Demikian benang merah yang dikemukakan budayawan Radhar Panca Dahana (Jakarta), Edy Utama (Padang), dan budayawan Suryadi (Belanda), ketika dihubungi Kompas, Jumat (28/8), menanggapi pernyataan Menteri Kebudayaan dan Pariwisata Jero Wacik, seperti dimuat Kompas edisi Jumat (28/8), halaman 12.

Radhar mengatakan, indikator yang menyebabkan Jero Wacik berkesimpulan demikian tidak jelas dan tidak terukur. "Seni budaya tradisi mengalami kemajuan yang sangat baik dan juga diapresiasi oleh publik. Hanya apresiasi oleh pemerintah yang kurang, tidak saja terhadap kesenian itu sendiri tetapi juga terhadap pelaku-pelaku kebudayaan itu sendiri," katanya.

Senada dengan itu, Edy Utama menilai pernyataan Jero Wacik tidak sepenuhnya benar.

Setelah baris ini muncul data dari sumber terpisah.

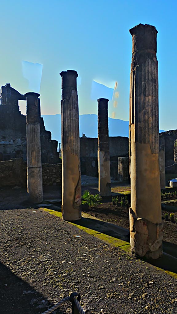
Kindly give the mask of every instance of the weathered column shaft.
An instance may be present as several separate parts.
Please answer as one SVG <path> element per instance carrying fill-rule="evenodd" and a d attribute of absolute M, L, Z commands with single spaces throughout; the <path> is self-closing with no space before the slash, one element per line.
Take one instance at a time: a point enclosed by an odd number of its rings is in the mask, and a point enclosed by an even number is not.
<path fill-rule="evenodd" d="M 35 93 L 27 93 L 26 142 L 27 187 L 29 198 L 36 203 L 42 201 L 43 177 L 40 126 L 40 103 Z"/>
<path fill-rule="evenodd" d="M 98 100 L 98 189 L 102 196 L 111 195 L 109 142 L 108 99 Z"/>
<path fill-rule="evenodd" d="M 71 70 L 60 74 L 62 78 L 62 215 L 65 220 L 77 220 L 81 217 L 78 74 Z"/>
<path fill-rule="evenodd" d="M 165 139 L 162 136 L 159 137 L 159 167 L 161 189 L 165 189 Z"/>
<path fill-rule="evenodd" d="M 130 98 L 130 208 L 132 251 L 157 258 L 163 226 L 159 165 L 158 62 L 154 26 L 139 24 L 132 36 Z"/>

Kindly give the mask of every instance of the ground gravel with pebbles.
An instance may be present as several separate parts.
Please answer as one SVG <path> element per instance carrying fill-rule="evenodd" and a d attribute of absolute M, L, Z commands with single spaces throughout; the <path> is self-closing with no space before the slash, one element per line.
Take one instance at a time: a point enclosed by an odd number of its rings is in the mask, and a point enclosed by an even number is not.
<path fill-rule="evenodd" d="M 176 280 L 153 266 L 42 210 L 0 219 L 1 314 L 42 313 L 75 291 L 87 314 L 177 312 Z"/>

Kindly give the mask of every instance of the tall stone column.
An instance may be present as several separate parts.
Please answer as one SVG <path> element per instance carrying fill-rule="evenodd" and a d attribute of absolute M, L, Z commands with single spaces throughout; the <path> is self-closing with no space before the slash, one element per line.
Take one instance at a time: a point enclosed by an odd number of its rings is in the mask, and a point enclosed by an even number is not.
<path fill-rule="evenodd" d="M 130 98 L 129 157 L 132 252 L 158 258 L 163 226 L 159 165 L 158 61 L 153 26 L 139 24 L 132 36 Z"/>
<path fill-rule="evenodd" d="M 27 188 L 29 198 L 34 203 L 43 199 L 43 177 L 40 117 L 39 94 L 27 93 L 26 142 Z"/>
<path fill-rule="evenodd" d="M 62 78 L 62 208 L 64 220 L 80 219 L 81 173 L 78 96 L 76 71 L 68 70 Z"/>
<path fill-rule="evenodd" d="M 161 189 L 165 189 L 165 139 L 163 136 L 159 138 L 159 167 Z"/>
<path fill-rule="evenodd" d="M 103 196 L 111 195 L 109 143 L 108 103 L 109 99 L 98 100 L 98 189 Z"/>

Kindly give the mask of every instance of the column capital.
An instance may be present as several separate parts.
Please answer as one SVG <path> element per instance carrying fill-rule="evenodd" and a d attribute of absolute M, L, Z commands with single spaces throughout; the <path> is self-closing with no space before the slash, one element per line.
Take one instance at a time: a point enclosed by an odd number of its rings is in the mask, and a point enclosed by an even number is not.
<path fill-rule="evenodd" d="M 108 101 L 109 101 L 109 100 L 107 98 L 99 98 L 97 100 L 97 101 L 98 102 L 100 102 L 100 101 L 103 101 L 103 102 L 108 103 Z"/>
<path fill-rule="evenodd" d="M 78 76 L 77 72 L 73 70 L 68 70 L 67 71 L 62 71 L 60 73 L 62 79 L 61 88 L 69 88 L 76 89 L 77 83 L 76 78 Z"/>
<path fill-rule="evenodd" d="M 34 98 L 37 98 L 40 96 L 40 94 L 38 94 L 37 93 L 34 93 L 33 92 L 29 92 L 28 93 L 26 93 L 25 94 L 24 96 L 26 98 L 31 96 L 31 97 L 33 97 Z"/>
<path fill-rule="evenodd" d="M 132 53 L 141 50 L 157 52 L 157 37 L 158 31 L 154 26 L 139 24 L 129 30 L 132 36 Z"/>

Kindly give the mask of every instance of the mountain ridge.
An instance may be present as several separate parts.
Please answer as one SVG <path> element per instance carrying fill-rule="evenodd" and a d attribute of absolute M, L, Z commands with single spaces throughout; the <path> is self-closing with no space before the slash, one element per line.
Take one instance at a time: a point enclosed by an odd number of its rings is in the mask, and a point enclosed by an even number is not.
<path fill-rule="evenodd" d="M 61 143 L 61 115 L 43 115 L 46 130 L 50 131 L 52 138 Z M 98 137 L 98 116 L 94 114 L 81 115 L 79 116 L 80 137 L 83 134 L 87 137 Z M 129 122 L 120 119 L 108 118 L 109 136 L 125 136 L 128 137 Z M 159 132 L 164 132 L 159 130 Z"/>

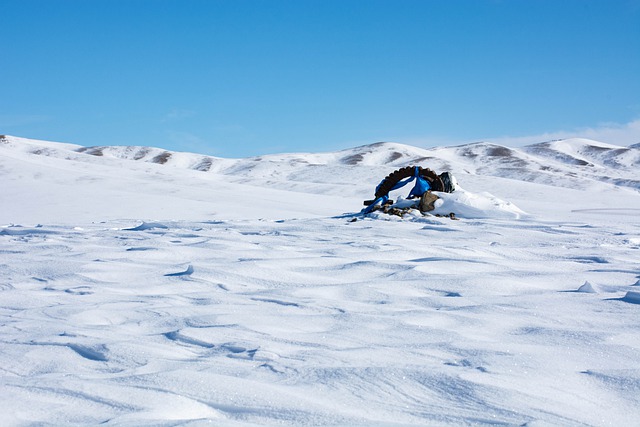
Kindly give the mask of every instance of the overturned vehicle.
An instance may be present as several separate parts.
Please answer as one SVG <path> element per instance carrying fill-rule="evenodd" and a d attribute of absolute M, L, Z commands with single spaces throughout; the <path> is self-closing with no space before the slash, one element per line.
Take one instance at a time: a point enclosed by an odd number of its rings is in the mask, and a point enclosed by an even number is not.
<path fill-rule="evenodd" d="M 438 200 L 438 196 L 432 191 L 453 193 L 457 185 L 455 177 L 449 172 L 438 175 L 429 168 L 407 166 L 390 173 L 380 181 L 375 190 L 375 198 L 364 201 L 366 207 L 362 213 L 367 214 L 380 209 L 388 213 L 393 205 L 393 200 L 389 199 L 389 193 L 414 181 L 415 184 L 407 199 L 420 199 L 417 207 L 423 213 L 433 210 L 434 203 Z"/>

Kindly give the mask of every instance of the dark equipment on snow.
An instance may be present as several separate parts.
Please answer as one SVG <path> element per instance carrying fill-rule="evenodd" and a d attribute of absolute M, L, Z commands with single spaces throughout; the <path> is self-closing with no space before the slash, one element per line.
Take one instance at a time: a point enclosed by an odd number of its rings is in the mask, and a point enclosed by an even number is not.
<path fill-rule="evenodd" d="M 388 203 L 389 192 L 402 188 L 414 180 L 416 183 L 409 192 L 409 199 L 421 197 L 428 190 L 453 193 L 456 189 L 456 179 L 449 172 L 438 175 L 429 168 L 407 166 L 390 173 L 380 181 L 376 187 L 375 199 L 364 201 L 367 207 L 362 210 L 362 213 L 369 213 L 375 206 Z"/>

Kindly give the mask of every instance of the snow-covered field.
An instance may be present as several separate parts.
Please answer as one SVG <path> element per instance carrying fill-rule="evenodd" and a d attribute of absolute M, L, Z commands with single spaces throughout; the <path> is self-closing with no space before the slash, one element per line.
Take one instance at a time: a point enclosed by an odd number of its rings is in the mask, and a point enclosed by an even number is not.
<path fill-rule="evenodd" d="M 349 215 L 413 164 L 459 220 Z M 639 167 L 0 138 L 0 425 L 638 425 Z"/>

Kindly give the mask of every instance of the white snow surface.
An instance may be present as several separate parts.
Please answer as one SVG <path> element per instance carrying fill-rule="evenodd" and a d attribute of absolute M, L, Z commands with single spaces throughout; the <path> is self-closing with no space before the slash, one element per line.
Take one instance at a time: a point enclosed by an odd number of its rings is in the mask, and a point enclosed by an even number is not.
<path fill-rule="evenodd" d="M 0 425 L 637 425 L 639 153 L 0 137 Z"/>

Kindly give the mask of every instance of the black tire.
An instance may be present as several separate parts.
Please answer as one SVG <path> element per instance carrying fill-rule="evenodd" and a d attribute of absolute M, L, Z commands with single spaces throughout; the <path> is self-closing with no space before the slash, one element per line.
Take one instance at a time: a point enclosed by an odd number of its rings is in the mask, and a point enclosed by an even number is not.
<path fill-rule="evenodd" d="M 400 181 L 405 178 L 412 177 L 415 174 L 415 166 L 407 166 L 402 169 L 391 172 L 385 179 L 382 180 L 378 188 L 376 189 L 376 199 L 384 195 L 389 194 L 391 189 Z M 418 166 L 418 174 L 424 178 L 431 186 L 432 191 L 443 191 L 444 184 L 442 179 L 431 169 L 422 168 Z"/>

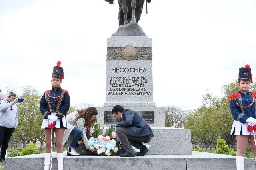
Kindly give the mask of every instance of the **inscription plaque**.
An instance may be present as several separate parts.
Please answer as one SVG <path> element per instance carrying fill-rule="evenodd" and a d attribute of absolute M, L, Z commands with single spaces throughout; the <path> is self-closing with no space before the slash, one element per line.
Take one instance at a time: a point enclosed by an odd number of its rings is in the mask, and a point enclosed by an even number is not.
<path fill-rule="evenodd" d="M 136 112 L 142 116 L 148 123 L 154 123 L 154 111 L 136 111 Z M 104 115 L 104 119 L 107 123 L 118 123 L 118 121 L 115 119 L 115 117 L 112 115 L 111 111 L 105 111 Z"/>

Begitu banyak kegiatan mandiri masyarakat untuk memelihara dan meneruskan tradisi budaya yang mereka wariskan. Justru perhatian dan apresiasi pemerintah yang kurang. "Misalnya seperti di Pariaman, Sumatera Barat, mereka membuat Alek Nagari, yang bisa berlangsung berhari-hari. Itu semua merupakan ekspresi kecintaan mereka terhadap seni budaya tradisi yang mereka warisi. Banyak suku bangsa lain di Indonesia yang berbuat seperti orang Pariaman," katanya mencontohkan.

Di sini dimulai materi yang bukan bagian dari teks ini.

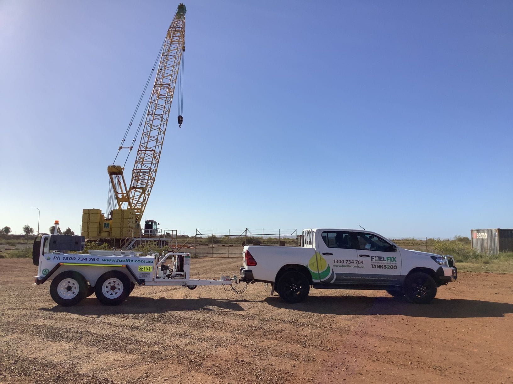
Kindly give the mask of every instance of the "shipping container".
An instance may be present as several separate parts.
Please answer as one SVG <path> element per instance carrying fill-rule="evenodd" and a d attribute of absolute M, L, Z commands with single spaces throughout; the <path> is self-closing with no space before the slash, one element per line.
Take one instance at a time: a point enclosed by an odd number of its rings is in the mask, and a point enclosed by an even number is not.
<path fill-rule="evenodd" d="M 513 252 L 513 229 L 471 229 L 472 249 L 479 253 Z"/>

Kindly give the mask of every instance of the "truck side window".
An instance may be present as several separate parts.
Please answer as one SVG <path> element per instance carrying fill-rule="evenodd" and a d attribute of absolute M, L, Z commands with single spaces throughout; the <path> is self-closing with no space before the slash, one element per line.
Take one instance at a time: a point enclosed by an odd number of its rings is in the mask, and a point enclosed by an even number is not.
<path fill-rule="evenodd" d="M 322 240 L 328 248 L 341 248 L 344 249 L 356 249 L 352 244 L 351 235 L 348 232 L 323 232 Z"/>
<path fill-rule="evenodd" d="M 359 248 L 362 250 L 379 251 L 380 252 L 391 252 L 394 248 L 391 244 L 381 238 L 371 233 L 357 232 Z"/>

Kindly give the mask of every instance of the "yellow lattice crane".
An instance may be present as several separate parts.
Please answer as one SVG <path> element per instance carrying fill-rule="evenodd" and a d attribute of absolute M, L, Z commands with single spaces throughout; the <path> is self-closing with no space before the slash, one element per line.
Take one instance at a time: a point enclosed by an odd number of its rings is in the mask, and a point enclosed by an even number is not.
<path fill-rule="evenodd" d="M 129 150 L 129 154 L 139 138 L 139 133 L 142 127 L 130 187 L 127 188 L 123 175 L 125 165 L 117 165 L 114 163 L 118 157 L 116 155 L 113 164 L 107 167 L 111 188 L 107 207 L 110 212 L 106 218 L 100 209 L 84 209 L 83 211 L 82 236 L 87 238 L 126 238 L 140 233 L 143 214 L 155 183 L 179 72 L 180 72 L 181 75 L 183 73 L 183 71 L 180 70 L 183 66 L 182 58 L 185 51 L 186 12 L 185 6 L 181 3 L 168 29 L 160 53 L 160 60 L 155 60 L 155 65 L 158 62 L 158 70 L 148 102 L 144 125 L 142 118 L 131 145 L 125 146 L 127 134 L 145 91 L 141 95 L 136 112 L 132 116 L 118 150 L 118 155 L 125 149 Z M 150 77 L 151 76 L 150 74 Z M 147 81 L 147 87 L 150 78 Z M 182 84 L 181 81 L 179 89 Z M 181 89 L 178 91 L 179 94 L 182 92 Z M 181 116 L 181 98 L 179 102 L 178 123 L 181 126 L 183 121 Z"/>

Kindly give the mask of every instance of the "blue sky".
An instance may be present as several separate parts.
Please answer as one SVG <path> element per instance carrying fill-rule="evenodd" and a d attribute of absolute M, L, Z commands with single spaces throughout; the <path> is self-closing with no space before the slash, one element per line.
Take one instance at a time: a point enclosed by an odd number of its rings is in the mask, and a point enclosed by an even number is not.
<path fill-rule="evenodd" d="M 0 1 L 0 226 L 80 229 L 174 15 Z M 513 227 L 510 2 L 193 1 L 145 219 L 193 233 Z M 129 180 L 133 163 L 129 159 Z"/>

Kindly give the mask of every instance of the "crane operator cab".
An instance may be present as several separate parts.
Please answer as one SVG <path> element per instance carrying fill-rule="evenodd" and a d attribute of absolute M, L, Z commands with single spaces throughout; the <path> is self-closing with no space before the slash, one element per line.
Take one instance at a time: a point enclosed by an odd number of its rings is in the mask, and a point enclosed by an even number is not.
<path fill-rule="evenodd" d="M 146 220 L 144 222 L 144 234 L 150 236 L 157 234 L 157 222 L 155 220 Z"/>

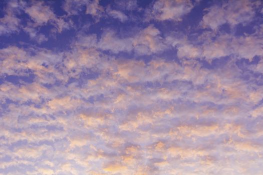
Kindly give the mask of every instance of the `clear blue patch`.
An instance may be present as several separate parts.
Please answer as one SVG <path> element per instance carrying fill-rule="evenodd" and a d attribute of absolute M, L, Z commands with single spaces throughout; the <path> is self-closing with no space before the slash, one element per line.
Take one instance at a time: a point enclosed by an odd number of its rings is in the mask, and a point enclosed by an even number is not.
<path fill-rule="evenodd" d="M 32 84 L 34 82 L 35 77 L 35 76 L 34 74 L 30 74 L 29 76 L 7 75 L 5 76 L 5 80 L 16 85 L 20 84 L 23 82 Z"/>

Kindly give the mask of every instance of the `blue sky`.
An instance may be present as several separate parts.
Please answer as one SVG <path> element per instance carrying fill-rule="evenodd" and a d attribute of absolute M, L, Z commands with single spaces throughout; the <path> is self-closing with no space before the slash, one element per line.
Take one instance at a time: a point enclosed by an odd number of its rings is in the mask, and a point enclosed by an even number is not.
<path fill-rule="evenodd" d="M 2 0 L 0 174 L 263 174 L 261 0 Z"/>

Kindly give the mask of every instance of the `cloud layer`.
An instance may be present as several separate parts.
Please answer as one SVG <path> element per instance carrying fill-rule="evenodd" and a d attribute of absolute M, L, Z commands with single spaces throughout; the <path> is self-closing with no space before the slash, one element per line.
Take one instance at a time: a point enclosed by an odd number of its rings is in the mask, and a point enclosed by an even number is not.
<path fill-rule="evenodd" d="M 1 4 L 0 174 L 262 174 L 260 0 Z"/>

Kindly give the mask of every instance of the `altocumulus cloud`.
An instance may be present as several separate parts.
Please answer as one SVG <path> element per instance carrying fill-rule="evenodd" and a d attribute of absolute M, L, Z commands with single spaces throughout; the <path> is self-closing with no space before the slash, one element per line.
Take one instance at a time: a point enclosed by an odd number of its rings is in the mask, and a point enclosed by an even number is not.
<path fill-rule="evenodd" d="M 0 174 L 263 174 L 261 0 L 0 5 Z"/>

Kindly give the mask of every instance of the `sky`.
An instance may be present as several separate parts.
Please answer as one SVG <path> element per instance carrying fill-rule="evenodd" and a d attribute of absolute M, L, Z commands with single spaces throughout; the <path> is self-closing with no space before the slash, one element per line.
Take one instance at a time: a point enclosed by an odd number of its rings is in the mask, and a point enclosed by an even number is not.
<path fill-rule="evenodd" d="M 263 2 L 0 1 L 0 174 L 263 174 Z"/>

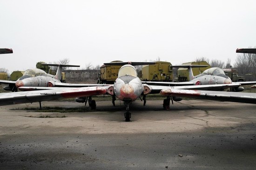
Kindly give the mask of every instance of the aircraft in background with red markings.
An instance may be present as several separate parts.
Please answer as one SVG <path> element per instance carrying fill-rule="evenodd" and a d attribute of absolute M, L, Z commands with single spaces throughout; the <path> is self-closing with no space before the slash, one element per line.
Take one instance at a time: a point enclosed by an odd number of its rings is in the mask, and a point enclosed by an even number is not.
<path fill-rule="evenodd" d="M 19 87 L 22 90 L 36 90 L 20 92 L 15 93 L 0 93 L 0 105 L 24 103 L 40 102 L 61 98 L 76 98 L 76 101 L 86 102 L 89 100 L 92 108 L 96 107 L 95 100 L 92 96 L 108 94 L 112 96 L 112 103 L 115 105 L 116 98 L 124 102 L 126 106 L 125 118 L 129 121 L 131 118 L 129 106 L 138 98 L 146 103 L 146 96 L 150 94 L 160 93 L 167 98 L 164 99 L 163 106 L 165 109 L 169 107 L 170 101 L 180 101 L 179 97 L 185 97 L 213 99 L 221 101 L 230 101 L 236 102 L 256 104 L 256 94 L 238 93 L 226 92 L 201 91 L 198 90 L 216 90 L 238 87 L 239 84 L 222 84 L 195 85 L 177 86 L 150 85 L 143 84 L 137 76 L 136 69 L 132 65 L 149 64 L 145 62 L 119 62 L 123 65 L 120 68 L 118 77 L 113 85 L 92 85 L 92 86 L 83 87 Z M 152 62 L 151 64 L 154 64 Z M 105 63 L 105 65 L 113 65 L 113 63 Z M 242 94 L 243 93 L 243 94 Z"/>
<path fill-rule="evenodd" d="M 205 67 L 208 66 L 208 65 L 171 65 L 170 67 L 187 68 L 189 69 L 189 81 L 180 82 L 180 83 L 185 84 L 190 82 L 191 84 L 195 85 L 234 84 L 240 85 L 245 85 L 256 84 L 256 81 L 232 82 L 230 78 L 225 74 L 223 70 L 218 67 L 210 68 L 203 71 L 201 74 L 196 76 L 193 75 L 192 68 Z M 142 81 L 142 83 L 149 85 L 174 85 L 174 82 Z M 225 89 L 226 89 L 226 87 L 223 87 L 222 89 L 216 90 L 223 91 Z M 244 88 L 241 86 L 232 87 L 230 89 L 231 92 L 242 92 L 244 90 Z"/>
<path fill-rule="evenodd" d="M 17 81 L 0 80 L 0 84 L 8 85 L 4 87 L 6 91 L 17 92 L 21 86 L 52 87 L 56 84 L 61 84 L 61 82 L 63 67 L 80 67 L 80 65 L 61 64 L 42 64 L 42 65 L 57 66 L 55 75 L 47 73 L 44 71 L 38 68 L 27 70 L 22 76 Z M 64 85 L 65 83 L 63 83 Z"/>

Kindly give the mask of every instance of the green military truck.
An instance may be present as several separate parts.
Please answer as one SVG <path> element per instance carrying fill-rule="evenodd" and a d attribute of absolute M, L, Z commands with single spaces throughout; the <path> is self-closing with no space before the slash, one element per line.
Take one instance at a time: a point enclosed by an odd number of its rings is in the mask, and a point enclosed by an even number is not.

Suryadi, budayawan Indonesia yang jadi peneliti dan dosen di Leiden University, mengatakan, pemerintah lupa membina berbagai aspek kebudayaan, termasuk kesenian yang berasal dari kita sendiri. "Unsur pemerintah yang terkait dengan pembinaan kebudayaan nasional tidak memiliki visi yang jelas. Tidak mempunyai cetak biru yang implementasinya terlihat dalam praktik. Saya kira harus ada revolusi dalam kementerian kebudayaan dan pariwisata," ungkapnya.

Beban berat

Perkembangan pesat kesenian di Indonesia tidak dibarengi kebijakan yang berpihak kepada seniman. Seniman dengan kreativitas dan kemandiriannya sulit untuk menampilkan karya-karyanya agar bisa diapresiasi masyarakat. Namun, untuk ke arah itu seniman harus memikul beban berat.

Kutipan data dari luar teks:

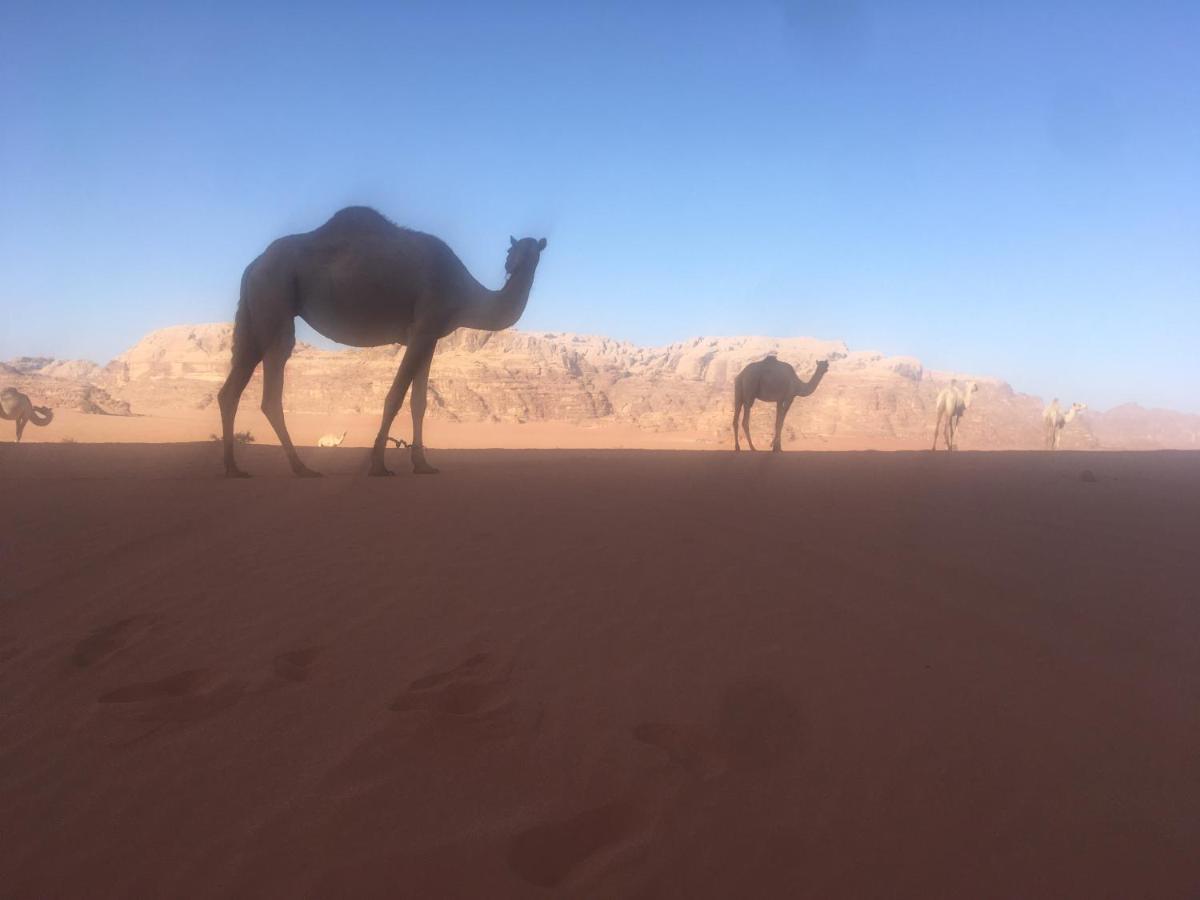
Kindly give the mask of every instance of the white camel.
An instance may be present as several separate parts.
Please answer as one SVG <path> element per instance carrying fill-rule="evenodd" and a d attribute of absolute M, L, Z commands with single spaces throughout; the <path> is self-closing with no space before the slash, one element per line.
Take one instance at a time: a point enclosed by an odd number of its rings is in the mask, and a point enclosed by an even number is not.
<path fill-rule="evenodd" d="M 971 400 L 974 397 L 979 385 L 967 382 L 966 388 L 959 388 L 958 382 L 950 382 L 950 386 L 937 395 L 937 425 L 934 426 L 934 449 L 937 449 L 938 433 L 946 438 L 947 450 L 958 450 L 959 419 L 971 408 Z M 946 422 L 943 426 L 942 422 Z"/>
<path fill-rule="evenodd" d="M 1045 427 L 1046 433 L 1046 450 L 1058 449 L 1058 442 L 1062 439 L 1062 430 L 1085 409 L 1087 409 L 1087 403 L 1072 403 L 1070 409 L 1064 413 L 1058 408 L 1057 397 L 1050 402 L 1050 406 L 1042 413 L 1042 425 Z"/>

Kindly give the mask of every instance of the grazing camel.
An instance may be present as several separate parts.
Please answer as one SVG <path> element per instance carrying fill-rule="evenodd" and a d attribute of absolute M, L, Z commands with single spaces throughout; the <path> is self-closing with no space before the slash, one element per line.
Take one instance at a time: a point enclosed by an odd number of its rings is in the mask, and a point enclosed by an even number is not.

Radhar mencontohkan, jika dulu untuk pementasan teater pakai gedung pertunjukan tak bayar, sekarang jangankan untuk pertunjukan, untuk geladi resik saja juga harus bayar. Baliho pertunjukan juga demikian.

Kesenian, seperti seni tari, sastra, teater, dan seni pertunjukan lainnya, selama ini berkembang tanpa keterlibatan pemerintah. Pemerintah seperti melepaskan tanggung jawab konstitusional. Bahkan, seniman dan karyanya lebih banyak dihargai oleh public disbanding dihargai oleh pemerintah.

Bahkan, di Bukittingi, seperti yang sempat dialami Kompas, gara-gara jumlah pengunjung tidak menutup biaya produksi, pertunjukan kesenian tradisional batal dipertunjukkan. "Kita dibebani biaya sewa tempat, bahkan dari tiket pun dibebani pajak. Mestinya, untuk kepentingan pembinaan dan pengembangan kesenian, pemerintah memberikan keringanan, bahkan kalau perlu menyubsidi. Membantu sanggar-sanggar kesenian, yang jelas-jelas peduli kesenian," kata Adek, seniman di Bukittinggi.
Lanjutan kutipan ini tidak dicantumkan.